Santé-Piratage du système de santé par l'ISAC 7/12/2023

Cette semaine, Hacking Healthcare™ s'intéresse au poste de directeur national de la cybersécurité au sein du gouvernement des États-Unis. Nous examinons en quoi consiste ce poste, pourquoi il est si important que le président Biden n'ait nommé personne pour occuper officiellement ce poste depuis environ cinq mois, et quel impact ce retard pourrait avoir sur le secteur de la santé.

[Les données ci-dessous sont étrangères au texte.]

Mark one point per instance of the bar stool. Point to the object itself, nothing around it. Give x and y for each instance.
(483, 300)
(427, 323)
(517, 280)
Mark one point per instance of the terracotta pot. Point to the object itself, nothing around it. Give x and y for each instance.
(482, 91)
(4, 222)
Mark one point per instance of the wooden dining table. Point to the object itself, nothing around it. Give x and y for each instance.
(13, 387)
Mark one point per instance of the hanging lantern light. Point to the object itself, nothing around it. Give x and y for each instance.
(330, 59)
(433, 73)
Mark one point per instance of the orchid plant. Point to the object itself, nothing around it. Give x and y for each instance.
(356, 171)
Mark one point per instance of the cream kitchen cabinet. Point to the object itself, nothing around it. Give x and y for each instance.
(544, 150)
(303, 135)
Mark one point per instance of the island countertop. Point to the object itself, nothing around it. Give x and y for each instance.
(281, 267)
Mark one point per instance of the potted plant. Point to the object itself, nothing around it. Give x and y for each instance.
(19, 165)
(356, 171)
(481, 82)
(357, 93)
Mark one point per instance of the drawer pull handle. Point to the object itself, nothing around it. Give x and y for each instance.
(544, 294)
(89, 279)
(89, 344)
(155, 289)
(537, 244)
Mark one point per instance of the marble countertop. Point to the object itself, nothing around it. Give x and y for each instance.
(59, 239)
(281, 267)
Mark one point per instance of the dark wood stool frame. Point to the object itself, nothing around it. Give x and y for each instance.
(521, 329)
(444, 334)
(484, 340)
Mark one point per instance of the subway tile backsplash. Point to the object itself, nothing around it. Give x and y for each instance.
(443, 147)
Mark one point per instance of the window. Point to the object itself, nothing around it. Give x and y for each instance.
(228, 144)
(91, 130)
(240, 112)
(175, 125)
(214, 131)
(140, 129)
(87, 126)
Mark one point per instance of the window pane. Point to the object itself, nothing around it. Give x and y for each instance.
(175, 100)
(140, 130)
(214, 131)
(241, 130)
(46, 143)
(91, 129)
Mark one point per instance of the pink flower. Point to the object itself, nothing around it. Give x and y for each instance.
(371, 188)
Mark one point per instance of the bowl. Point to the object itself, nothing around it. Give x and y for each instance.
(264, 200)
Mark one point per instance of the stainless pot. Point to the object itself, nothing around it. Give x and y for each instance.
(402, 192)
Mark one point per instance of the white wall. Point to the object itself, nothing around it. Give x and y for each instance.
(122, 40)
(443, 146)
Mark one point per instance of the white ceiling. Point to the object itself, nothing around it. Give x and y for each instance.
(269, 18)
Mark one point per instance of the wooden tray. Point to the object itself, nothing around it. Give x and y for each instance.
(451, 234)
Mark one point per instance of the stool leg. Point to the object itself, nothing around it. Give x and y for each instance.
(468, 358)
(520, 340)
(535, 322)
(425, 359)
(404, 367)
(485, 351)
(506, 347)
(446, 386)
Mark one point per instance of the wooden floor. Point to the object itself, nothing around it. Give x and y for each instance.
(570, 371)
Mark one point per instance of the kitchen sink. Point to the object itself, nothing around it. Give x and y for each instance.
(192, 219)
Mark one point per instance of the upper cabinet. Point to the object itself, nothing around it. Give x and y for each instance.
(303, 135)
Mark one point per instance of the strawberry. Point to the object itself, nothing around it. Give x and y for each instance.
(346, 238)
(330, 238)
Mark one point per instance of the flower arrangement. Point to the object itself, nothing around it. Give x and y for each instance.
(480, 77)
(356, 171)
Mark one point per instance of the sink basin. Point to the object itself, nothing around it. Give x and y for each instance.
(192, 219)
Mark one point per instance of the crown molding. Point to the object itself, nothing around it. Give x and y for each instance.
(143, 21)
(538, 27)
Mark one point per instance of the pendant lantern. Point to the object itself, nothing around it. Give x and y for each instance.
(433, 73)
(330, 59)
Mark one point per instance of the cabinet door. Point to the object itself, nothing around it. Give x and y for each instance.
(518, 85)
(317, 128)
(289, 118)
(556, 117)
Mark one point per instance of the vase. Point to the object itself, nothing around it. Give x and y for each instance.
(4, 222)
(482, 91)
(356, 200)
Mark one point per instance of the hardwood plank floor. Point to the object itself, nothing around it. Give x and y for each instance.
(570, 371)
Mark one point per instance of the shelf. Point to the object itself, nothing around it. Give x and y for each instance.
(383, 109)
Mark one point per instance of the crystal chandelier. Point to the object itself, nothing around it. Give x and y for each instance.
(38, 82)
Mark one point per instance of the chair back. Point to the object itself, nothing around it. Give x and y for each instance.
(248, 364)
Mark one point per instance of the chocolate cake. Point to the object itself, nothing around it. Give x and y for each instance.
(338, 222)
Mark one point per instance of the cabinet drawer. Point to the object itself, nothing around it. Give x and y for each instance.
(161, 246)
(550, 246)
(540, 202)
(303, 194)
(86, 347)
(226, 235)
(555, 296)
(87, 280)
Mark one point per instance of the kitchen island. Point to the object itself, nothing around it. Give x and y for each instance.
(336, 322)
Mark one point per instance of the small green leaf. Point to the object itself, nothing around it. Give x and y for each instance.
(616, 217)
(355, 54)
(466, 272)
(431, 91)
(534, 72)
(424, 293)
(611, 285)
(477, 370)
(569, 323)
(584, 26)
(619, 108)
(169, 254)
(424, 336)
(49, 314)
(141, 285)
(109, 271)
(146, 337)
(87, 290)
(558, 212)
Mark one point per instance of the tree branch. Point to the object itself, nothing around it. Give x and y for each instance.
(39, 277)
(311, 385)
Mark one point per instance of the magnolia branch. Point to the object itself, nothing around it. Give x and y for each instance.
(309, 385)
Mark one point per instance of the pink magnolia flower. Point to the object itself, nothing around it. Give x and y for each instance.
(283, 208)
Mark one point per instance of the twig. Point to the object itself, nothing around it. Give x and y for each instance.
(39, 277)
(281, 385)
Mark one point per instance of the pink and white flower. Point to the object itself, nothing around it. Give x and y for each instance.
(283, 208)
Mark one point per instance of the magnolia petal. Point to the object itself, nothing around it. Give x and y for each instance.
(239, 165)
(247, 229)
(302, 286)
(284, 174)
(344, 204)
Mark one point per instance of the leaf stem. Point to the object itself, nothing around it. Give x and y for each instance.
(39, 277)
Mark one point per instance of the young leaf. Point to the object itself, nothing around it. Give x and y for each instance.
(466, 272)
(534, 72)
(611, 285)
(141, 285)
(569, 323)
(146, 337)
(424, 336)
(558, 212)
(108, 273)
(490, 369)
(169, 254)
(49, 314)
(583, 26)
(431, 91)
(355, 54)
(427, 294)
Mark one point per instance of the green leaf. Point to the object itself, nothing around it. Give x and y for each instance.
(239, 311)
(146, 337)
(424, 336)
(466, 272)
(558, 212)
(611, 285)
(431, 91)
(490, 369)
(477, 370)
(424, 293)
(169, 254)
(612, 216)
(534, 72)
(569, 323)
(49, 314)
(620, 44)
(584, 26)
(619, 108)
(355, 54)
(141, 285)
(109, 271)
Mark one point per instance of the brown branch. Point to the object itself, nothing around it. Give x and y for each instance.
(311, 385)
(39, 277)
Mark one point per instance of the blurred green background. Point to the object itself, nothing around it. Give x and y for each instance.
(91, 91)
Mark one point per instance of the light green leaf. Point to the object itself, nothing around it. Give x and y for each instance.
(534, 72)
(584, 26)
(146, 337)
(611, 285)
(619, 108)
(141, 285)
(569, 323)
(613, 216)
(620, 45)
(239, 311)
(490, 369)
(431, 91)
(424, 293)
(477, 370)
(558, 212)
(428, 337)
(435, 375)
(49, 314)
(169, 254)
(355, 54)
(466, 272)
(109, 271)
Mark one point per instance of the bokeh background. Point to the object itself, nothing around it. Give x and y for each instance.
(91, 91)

Pour rappel, il s'agit de la version publique du blog Hacking Healthcare. Pour des analyses et des avis plus approfondis, devenez membre de H-ISAC et recevez la version TLP Amber de ce blog (disponible sur le portail des membres).
Version PDF:
Version texte :
La pression monte pour nommer un directeur national de la cybersécurité
Parmi les changements récents les plus significatifs dans la manière dont le gouvernement américain gère les questions liées à la cybersécurité, on peut citer la création d’un directeur national de la cybersécurité, chargé de conseiller le président, d’aider à coordonner les entités gouvernementales et de diriger la mise en œuvre des initiatives en matière de cybersécurité. Malgré son importance, ce poste est occupé par intérim depuis de nombreux mois et les membres des secteurs public et privé sont de plus en plus préoccupés par les conséquences négatives que pourrait avoir un tel retard.[I], [Ii] Plongeons-nous dans le sujet et examinons comment cela peut affecter des secteurs d’infrastructures critiques comme les soins de santé.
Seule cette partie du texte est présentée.